Below is the book's tentative preface and Organization. Drafts (and additional related texts) are available from HERE. See also list of corrections and additions (to the print version).

Last updated: June 2008.


Preface (tentative, Jan. 2007)

The strive for efficiency is ancient and universal, as time and other resources are always in shortage. Thus, the question of which tasks can be performed efficiently is central to the human experience.

A key step towards the systematic study of the aforementioned question is a rigorous definition of the notion of a task and of procedures for solving tasks. These definitions were provided by computability theory, which emerged in the 1930's. This theory focuses on computational tasks, and considers automated procedures (i.e., computing devices and algorithms) that may solve such tasks.

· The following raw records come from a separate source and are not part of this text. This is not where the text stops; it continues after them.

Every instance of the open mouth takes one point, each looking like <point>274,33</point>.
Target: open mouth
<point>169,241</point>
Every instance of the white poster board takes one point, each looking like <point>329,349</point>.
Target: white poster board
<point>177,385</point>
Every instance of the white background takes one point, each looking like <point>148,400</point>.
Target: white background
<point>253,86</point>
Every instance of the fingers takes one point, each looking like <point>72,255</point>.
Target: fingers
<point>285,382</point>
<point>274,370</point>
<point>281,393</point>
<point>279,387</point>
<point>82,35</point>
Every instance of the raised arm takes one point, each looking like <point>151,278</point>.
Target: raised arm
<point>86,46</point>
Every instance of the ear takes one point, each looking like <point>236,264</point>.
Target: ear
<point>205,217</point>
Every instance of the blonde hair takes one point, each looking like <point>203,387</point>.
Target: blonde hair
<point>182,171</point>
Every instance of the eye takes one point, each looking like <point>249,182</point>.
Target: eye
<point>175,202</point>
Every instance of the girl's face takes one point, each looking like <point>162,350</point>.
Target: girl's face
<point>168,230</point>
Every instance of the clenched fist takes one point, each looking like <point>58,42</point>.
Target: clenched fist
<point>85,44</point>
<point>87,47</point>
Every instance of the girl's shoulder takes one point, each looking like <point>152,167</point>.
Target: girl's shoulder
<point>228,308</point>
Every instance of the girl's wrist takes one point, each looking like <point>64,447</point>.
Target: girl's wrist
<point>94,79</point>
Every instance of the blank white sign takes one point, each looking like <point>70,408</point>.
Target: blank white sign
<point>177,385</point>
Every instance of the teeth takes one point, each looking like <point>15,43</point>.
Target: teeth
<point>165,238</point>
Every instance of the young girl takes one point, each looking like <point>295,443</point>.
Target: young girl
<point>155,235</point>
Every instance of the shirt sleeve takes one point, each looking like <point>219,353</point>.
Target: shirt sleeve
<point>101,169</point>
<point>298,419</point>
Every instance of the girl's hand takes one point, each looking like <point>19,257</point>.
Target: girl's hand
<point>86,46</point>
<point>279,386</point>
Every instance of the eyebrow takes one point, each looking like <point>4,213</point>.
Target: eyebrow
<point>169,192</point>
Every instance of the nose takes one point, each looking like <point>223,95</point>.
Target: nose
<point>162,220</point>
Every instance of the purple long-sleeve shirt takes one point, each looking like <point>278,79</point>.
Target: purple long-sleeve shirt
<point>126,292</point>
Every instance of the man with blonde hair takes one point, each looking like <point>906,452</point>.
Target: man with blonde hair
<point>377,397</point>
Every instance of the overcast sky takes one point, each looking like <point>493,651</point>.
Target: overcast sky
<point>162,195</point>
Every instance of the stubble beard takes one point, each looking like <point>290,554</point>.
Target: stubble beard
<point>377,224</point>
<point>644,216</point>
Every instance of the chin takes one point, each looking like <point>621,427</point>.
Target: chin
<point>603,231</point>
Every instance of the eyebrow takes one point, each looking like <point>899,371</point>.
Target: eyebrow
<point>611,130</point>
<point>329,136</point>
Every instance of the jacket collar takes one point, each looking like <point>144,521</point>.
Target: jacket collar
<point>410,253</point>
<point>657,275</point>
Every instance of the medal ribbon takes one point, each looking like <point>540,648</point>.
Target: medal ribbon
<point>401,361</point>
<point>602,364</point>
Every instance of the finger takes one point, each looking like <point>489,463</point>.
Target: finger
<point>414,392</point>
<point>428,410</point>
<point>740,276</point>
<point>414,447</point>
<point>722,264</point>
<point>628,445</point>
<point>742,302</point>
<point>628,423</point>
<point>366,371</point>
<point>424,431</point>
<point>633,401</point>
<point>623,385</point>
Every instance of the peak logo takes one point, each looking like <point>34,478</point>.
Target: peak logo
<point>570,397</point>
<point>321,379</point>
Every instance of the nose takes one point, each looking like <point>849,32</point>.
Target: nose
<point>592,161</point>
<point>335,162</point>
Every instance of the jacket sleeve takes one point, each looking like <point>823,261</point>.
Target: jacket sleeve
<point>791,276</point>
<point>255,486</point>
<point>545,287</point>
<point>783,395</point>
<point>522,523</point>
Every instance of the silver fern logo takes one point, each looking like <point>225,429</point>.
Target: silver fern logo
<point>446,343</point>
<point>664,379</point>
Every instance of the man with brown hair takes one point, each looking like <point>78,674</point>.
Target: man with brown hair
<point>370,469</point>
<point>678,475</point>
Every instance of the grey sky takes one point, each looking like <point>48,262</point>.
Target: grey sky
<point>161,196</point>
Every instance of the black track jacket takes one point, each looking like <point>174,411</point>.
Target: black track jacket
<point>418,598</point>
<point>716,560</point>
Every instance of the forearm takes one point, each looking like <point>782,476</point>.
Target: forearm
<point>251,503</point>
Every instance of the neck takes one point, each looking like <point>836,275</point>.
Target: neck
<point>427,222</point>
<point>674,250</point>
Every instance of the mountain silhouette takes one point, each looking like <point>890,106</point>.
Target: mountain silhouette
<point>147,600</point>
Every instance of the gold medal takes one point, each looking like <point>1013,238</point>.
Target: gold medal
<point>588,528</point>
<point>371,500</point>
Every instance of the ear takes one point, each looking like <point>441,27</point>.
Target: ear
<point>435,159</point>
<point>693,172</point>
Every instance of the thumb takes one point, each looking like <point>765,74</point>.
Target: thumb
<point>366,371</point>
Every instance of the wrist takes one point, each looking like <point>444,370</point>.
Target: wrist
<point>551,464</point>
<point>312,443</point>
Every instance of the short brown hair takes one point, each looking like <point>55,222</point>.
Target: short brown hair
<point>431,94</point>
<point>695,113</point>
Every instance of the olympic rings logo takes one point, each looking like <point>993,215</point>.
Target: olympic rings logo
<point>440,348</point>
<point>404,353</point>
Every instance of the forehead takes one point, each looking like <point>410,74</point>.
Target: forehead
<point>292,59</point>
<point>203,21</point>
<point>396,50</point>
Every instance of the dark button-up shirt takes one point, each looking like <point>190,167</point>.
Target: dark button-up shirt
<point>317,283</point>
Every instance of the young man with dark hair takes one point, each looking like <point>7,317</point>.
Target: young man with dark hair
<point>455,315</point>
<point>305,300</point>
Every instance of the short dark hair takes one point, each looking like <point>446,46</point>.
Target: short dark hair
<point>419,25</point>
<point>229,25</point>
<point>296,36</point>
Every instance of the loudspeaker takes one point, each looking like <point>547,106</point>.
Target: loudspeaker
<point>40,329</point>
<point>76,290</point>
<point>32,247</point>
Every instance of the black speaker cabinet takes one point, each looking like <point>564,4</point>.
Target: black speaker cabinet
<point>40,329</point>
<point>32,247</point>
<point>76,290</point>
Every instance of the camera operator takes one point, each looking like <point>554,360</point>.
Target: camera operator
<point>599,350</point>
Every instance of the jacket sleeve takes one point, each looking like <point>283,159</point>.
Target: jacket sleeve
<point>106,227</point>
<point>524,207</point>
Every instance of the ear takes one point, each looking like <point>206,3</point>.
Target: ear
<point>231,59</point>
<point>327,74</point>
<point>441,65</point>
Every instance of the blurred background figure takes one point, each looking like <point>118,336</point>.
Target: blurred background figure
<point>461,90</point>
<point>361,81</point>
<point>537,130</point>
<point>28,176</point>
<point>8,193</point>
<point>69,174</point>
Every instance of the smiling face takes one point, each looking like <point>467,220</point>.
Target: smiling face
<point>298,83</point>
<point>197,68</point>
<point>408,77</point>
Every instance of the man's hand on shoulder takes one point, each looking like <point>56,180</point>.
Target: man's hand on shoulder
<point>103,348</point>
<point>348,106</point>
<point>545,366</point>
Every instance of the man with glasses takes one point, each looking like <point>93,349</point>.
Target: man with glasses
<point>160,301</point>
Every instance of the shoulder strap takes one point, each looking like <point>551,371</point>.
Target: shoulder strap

In focusing attention on computational tasks and algorithms, computability theory has set the stage for the study of the computational resources (like time) that are required by such algorithms. When this study focuses on the resources that are necessary for any algorithm that solves a particular task (or a task of a particular type), the study becomes part of the theory of Computational Complexity (also known as Complexity Theory).

Complexity Theory is a central field of the theoretical foundations of Computer Science. It is concerned with the study of the intrinsic complexity of computational tasks. That is, a typical Complexity theoretic study looks at the computational resources required to solve a computational task (or a class of such tasks), rather than at a specific algorithm or an algorithmic schema. Actually, research in Complexity Theory tends to start with and focus on the computational resources themselves, and addresses the effect of limiting these resources on the class of tasks that can be solved. Thus, Computational Complexity is the study of the what can be achieved within limited time (and/or other limited natural computational resources).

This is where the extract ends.